Man sieht, seit jeher gibt es zwischen den Unterschiedlichen Nutzergruppen Konflikte.
Die Mountainbiker treten in das Revier einer älteren Nutzergruppe Wanderer/ Jäger ein.
Um Konflikte zu vermeiden sollte jeder wissen, was erlaubt und geduldet ist. Zudem ist es gut zu wissen, welche Rechte man als Radler in Wald und Flur hat.
Im Vorfeld sollte man die Ökobilanz einer Sportart betrachten. 
Dazu gibt es fünf Aspeskte

1.	Die Sportart selbst mit ihren sportartspezifischen Belastungen
Hier stellen sich folgende Fragen:
a.	Treten Emissionen auf?
b.	Muss Infrastruktur neu geschaffen werden?
c.	Sind Wohnortnahe Gebiete für die Ausübung vorhanden?

Dazu ist zu sagen, Mountainbiken stellt bei richtiger Ausübung (dazu später mehr), auf vorhandenen Wegen und mit kurzen oder keinem Anfahrtsweg quasi keine sportspezifische Belastung dar.

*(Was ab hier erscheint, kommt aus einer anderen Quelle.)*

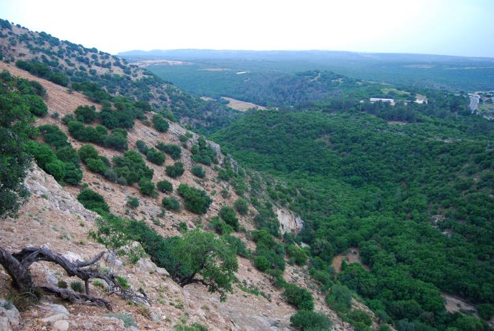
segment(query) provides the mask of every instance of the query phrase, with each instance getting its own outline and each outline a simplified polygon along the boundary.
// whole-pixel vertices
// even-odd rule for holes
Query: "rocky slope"
[[[13,27],[14,32],[19,34],[20,27]],[[5,30],[5,29],[4,29]],[[3,39],[1,39],[2,41]],[[47,45],[45,45],[47,47]],[[5,45],[3,46],[5,47]],[[0,71],[8,70],[12,75],[21,76],[39,82],[47,91],[45,102],[49,113],[38,118],[36,125],[53,124],[57,125],[69,137],[72,146],[79,148],[83,144],[73,139],[69,135],[67,126],[60,118],[71,113],[78,106],[98,104],[89,100],[78,92],[54,84],[16,67],[13,63],[0,62]],[[58,116],[51,116],[54,113]],[[148,117],[152,115],[148,114]],[[180,144],[179,136],[188,131],[180,125],[170,122],[165,133],[158,133],[154,128],[146,126],[143,122],[137,121],[134,127],[128,130],[129,149],[135,148],[137,140],[143,140],[148,145],[154,146],[158,142]],[[231,205],[238,197],[225,182],[217,179],[218,172],[213,167],[204,167],[207,176],[199,179],[190,172],[193,163],[189,150],[191,144],[198,136],[192,133],[187,143],[188,148],[182,149],[180,161],[183,163],[185,172],[178,179],[167,176],[165,166],[176,161],[167,157],[165,163],[156,166],[148,161],[146,164],[154,171],[153,181],[167,179],[172,183],[174,189],[180,183],[187,183],[204,190],[211,197],[213,203],[207,213],[202,216],[201,222],[207,225],[207,219],[216,216],[222,205]],[[220,152],[220,146],[213,142],[208,144],[217,153],[220,163],[224,157]],[[109,159],[122,153],[114,150],[95,146],[101,155]],[[232,160],[232,163],[235,161]],[[185,222],[187,227],[193,228],[198,223],[198,216],[186,210],[178,212],[162,212],[161,198],[165,194],[160,193],[156,198],[145,197],[141,194],[137,185],[121,185],[107,181],[101,175],[84,168],[82,183],[102,194],[110,206],[110,211],[117,215],[132,219],[143,220],[163,236],[180,235],[179,224]],[[90,239],[88,234],[95,229],[95,213],[86,210],[75,199],[80,186],[62,187],[54,178],[47,174],[36,165],[25,179],[31,196],[21,207],[19,217],[0,220],[0,244],[10,252],[16,251],[27,246],[49,247],[54,251],[63,254],[70,260],[85,260],[105,251],[105,248]],[[219,192],[228,190],[231,196],[224,198]],[[172,195],[174,195],[172,194]],[[169,194],[168,195],[169,196]],[[135,209],[126,207],[127,198],[137,197],[141,203]],[[178,200],[180,198],[176,196]],[[252,216],[254,210],[249,214],[239,216],[241,226],[246,232],[235,235],[240,238],[248,248],[255,249],[255,243],[250,240],[249,231],[255,227]],[[283,213],[282,213],[283,214]],[[288,215],[285,211],[283,215]],[[290,214],[291,215],[291,214]],[[293,215],[292,215],[293,216]],[[283,218],[284,216],[281,217]],[[301,227],[298,220],[289,217],[283,231],[298,230]],[[109,265],[111,258],[106,255],[101,266]],[[281,296],[282,290],[274,287],[268,275],[259,271],[251,261],[239,258],[239,270],[237,277],[239,284],[259,290],[261,294],[254,295],[243,291],[239,284],[235,293],[229,295],[226,302],[220,302],[219,295],[211,294],[199,284],[191,284],[180,288],[167,275],[165,269],[157,267],[148,258],[139,260],[136,264],[117,260],[116,271],[126,277],[134,289],[142,288],[150,296],[152,305],[136,306],[119,299],[109,299],[113,307],[113,313],[129,314],[136,321],[137,329],[172,330],[176,325],[191,325],[197,322],[206,326],[210,330],[290,330],[290,317],[296,310],[287,304]],[[60,267],[47,262],[36,263],[32,267],[34,281],[38,284],[56,285],[63,280],[70,284],[76,280],[70,278]],[[351,330],[348,323],[342,321],[324,301],[324,294],[316,288],[317,285],[309,278],[306,267],[287,265],[285,273],[287,281],[296,284],[311,290],[314,295],[315,310],[326,314],[334,322],[336,330]],[[11,297],[12,288],[10,277],[0,267],[0,299]],[[93,295],[104,296],[105,293],[93,284]],[[355,302],[356,307],[362,306]],[[102,308],[69,304],[51,297],[45,297],[39,304],[21,310],[18,315],[15,308],[0,308],[0,330],[124,330],[121,319],[105,316],[109,312]]]

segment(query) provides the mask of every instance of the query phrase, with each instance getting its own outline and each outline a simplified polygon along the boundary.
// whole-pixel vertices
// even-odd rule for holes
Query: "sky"
[[[1,0],[0,17],[112,54],[198,48],[494,57],[494,0]]]

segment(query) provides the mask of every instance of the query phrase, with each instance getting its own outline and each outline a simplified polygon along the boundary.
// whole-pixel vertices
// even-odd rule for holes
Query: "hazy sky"
[[[1,0],[0,16],[113,54],[210,48],[494,57],[494,0]]]

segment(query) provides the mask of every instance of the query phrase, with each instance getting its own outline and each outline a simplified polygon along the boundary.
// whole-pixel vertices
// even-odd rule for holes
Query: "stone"
[[[169,277],[169,273],[165,268],[160,268],[159,266],[156,267],[156,272],[158,275],[161,275],[165,277]]]
[[[151,312],[151,314],[150,314],[150,317],[151,317],[151,321],[157,324],[161,323],[161,317],[160,317],[160,315],[158,315],[154,312]]]
[[[69,312],[69,310],[67,310],[64,306],[55,304],[47,304],[44,305],[43,308],[49,310],[53,314],[64,314],[67,316],[66,318],[69,318],[70,316],[70,312]]]
[[[60,319],[54,323],[54,330],[57,331],[67,331],[69,330],[69,321]]]
[[[19,310],[14,305],[9,305],[10,307],[9,309],[4,308],[6,302],[7,300],[0,299],[0,325],[8,324],[9,326],[5,329],[10,330],[12,327],[19,326],[20,315]]]
[[[84,261],[84,259],[81,255],[75,253],[72,253],[71,251],[67,251],[65,254],[63,255],[63,257],[73,263],[77,260]]]
[[[50,273],[49,271],[46,272],[45,279],[47,281],[47,283],[49,284],[50,285],[56,286],[58,284],[58,279],[57,279],[57,277],[55,276],[55,275]]]
[[[60,321],[67,318],[67,317],[65,314],[56,314],[54,315],[41,319],[41,321],[43,323],[55,323],[57,321]]]

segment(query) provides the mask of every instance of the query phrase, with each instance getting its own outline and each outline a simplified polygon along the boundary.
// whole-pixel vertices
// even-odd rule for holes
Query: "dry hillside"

2.	Die Sportartbegleitende Belastung
Hier stellen sich folgende Fragen:
a.	Kann die Sportart wohnortnah ausgeübt werden?
b.	Ist ein PKW aus Transportgründen unabdingbar?
c.	Kann die Anreise per öffentlichen Personennahverkehr durchgeführt werden?

Das heißt bei Nutzung der örtlichen Gegebenheiten (in unserer Region überhaupt kein Problem) und überlegter oder gar keiner Anfahrt treten beim Mountainbiken auch kaum Sportbegleitende Belastungen auf.

3.	Belastungen, die durch das Fehlverhalten der Sportler hervorgerufen werden.
Hier stellen sich folgende Fragen:
a.	Welches Fehlverhalten tritt auf, das die bestmögliche spezifische Ökobilanz negativ beeinflusst?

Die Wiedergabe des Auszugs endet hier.